Patient demographics included: Male (n=6), Female (n=4), mean age 44 years (range 33 to 65). The mean length of follow up since therapy conversion (from HBIg and LMV to ADV and LMV) was 21 months (range 16 to 25 months). Serological status at time of conversion revealed that DNA status remained negative in all patients, HBsAg negative in 10/10, HB eAg (+) (5/10) and HBeAb (+)(5/10). None of the patients experienced an increase in transaminases while on dual ADV and LAM therapy. All patients were maintained on immune suppression monotherapy (tacrolimus) at 7-9 ng/mL. All patients reported compliance with the dual therapy and that they experienced no drug related side effects. Mean yearly costs for ADV and LAM was 7,235.00 United States dollars (range 6,550.00 to 8,225.00); while mean monthly costs for HBIg and LAM; 9225.00 (range 7205.00 to 12005.00).
The above results demonstrate beneficial effects of ADV and LAM in place of the current standard of HBIg and LAM therapy. Safety and short term results show nucleoside therapy is adequate at preventing HBV viral recurrence. Lastly, the economic benefit for ADV and LAM vastly outweighed the HBIg and LAM group.
预防肝移植(LTx)受者乙肝病毒(HBV)复发的传统疗法包括使用乙肝免疫球蛋白(HBIg)。本综述的目的是研究将HBIg和拉米夫定(LAM)疗法转换为阿德福韦酯(ADV)和LAM疗法的安全性和有效性。
对所有接受HBIg和LAM治疗的乙肝病毒感染肝移植患者进行回顾性研究。收集的结果包括:性别、年龄、HBV血清学和DNA状态(基于COBAS AmpliScreen PCR的检测)。每三个月进行一次血清学检测。对患者进行药物反应、治疗依从性和免疫抑制依从性的随访。使用美元价值对药物比较进行成本效益分析。
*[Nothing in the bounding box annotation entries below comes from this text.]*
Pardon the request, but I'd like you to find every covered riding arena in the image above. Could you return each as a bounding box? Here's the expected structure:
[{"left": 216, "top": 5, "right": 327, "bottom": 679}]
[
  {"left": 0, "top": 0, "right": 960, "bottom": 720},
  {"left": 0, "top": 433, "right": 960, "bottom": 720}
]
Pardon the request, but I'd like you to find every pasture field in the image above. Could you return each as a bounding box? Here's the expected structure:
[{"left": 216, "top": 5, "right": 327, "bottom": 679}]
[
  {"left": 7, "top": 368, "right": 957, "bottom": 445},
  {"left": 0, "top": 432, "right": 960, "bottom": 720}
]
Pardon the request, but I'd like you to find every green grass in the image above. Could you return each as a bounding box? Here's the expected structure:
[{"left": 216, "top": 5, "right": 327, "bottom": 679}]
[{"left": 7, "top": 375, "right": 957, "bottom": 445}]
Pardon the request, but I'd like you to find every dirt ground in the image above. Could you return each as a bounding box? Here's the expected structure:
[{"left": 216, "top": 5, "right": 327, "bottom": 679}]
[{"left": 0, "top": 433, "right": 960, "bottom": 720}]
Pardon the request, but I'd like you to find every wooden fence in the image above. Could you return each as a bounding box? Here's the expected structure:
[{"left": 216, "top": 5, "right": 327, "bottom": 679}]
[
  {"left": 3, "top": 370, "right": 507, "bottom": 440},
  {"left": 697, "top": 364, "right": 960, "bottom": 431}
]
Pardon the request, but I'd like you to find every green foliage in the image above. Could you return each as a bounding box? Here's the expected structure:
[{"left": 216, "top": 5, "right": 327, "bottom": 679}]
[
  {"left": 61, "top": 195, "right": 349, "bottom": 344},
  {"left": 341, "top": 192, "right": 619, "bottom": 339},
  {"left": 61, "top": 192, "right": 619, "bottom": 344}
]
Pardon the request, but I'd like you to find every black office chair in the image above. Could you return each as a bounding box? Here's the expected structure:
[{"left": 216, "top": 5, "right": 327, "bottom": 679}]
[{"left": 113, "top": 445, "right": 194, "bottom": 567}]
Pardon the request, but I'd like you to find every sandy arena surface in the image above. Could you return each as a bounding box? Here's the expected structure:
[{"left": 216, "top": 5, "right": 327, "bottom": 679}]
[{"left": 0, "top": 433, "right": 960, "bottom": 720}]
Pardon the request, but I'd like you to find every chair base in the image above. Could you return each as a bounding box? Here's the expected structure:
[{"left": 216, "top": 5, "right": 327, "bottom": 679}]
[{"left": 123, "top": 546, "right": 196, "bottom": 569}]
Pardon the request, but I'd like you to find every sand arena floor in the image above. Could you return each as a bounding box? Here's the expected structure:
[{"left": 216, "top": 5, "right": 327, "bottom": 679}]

患者人口统计学数据包括:男性(n = 6),女性(n = 4),平均年龄44岁(范围33至65岁)。自治疗转换(从HBIg和拉米夫定(LMV)转换为ADV和LMV)后的平均随访时间为21个月(范围16至25个月)。转换时的血清学状态显示,所有患者的DNA状态均保持阴性,10/10患者的乙肝表面抗原(HBsAg)呈阴性,乙肝e抗原(HBeAg)阳性(5/10),乙肝e抗体(HBeAb)阳性(5/10)。在接受ADV和LAM联合治疗期间,没有患者的转氨酶升高。所有患者均接受免疫抑制单一疗法(他克莫司),血药浓度维持在7 - 9 ng/mL。所有患者均报告遵守联合治疗,且未出现与药物相关的副作用。ADV和LAM的平均年费用为7235.00美元(范围6550.00至8225.00美元);而HBIg和LAM的平均月费用为9225.00美元(范围7205.00至12005.00美元)。
上述结果表明,ADV和LAM替代目前的HBIg和LAM标准疗法具有有益效果。安全性和短期结果表明,核苷类疗法足以预防HBV病毒复发。最后,ADV和LAM的经济效益大大超过了HBIg和LAM组。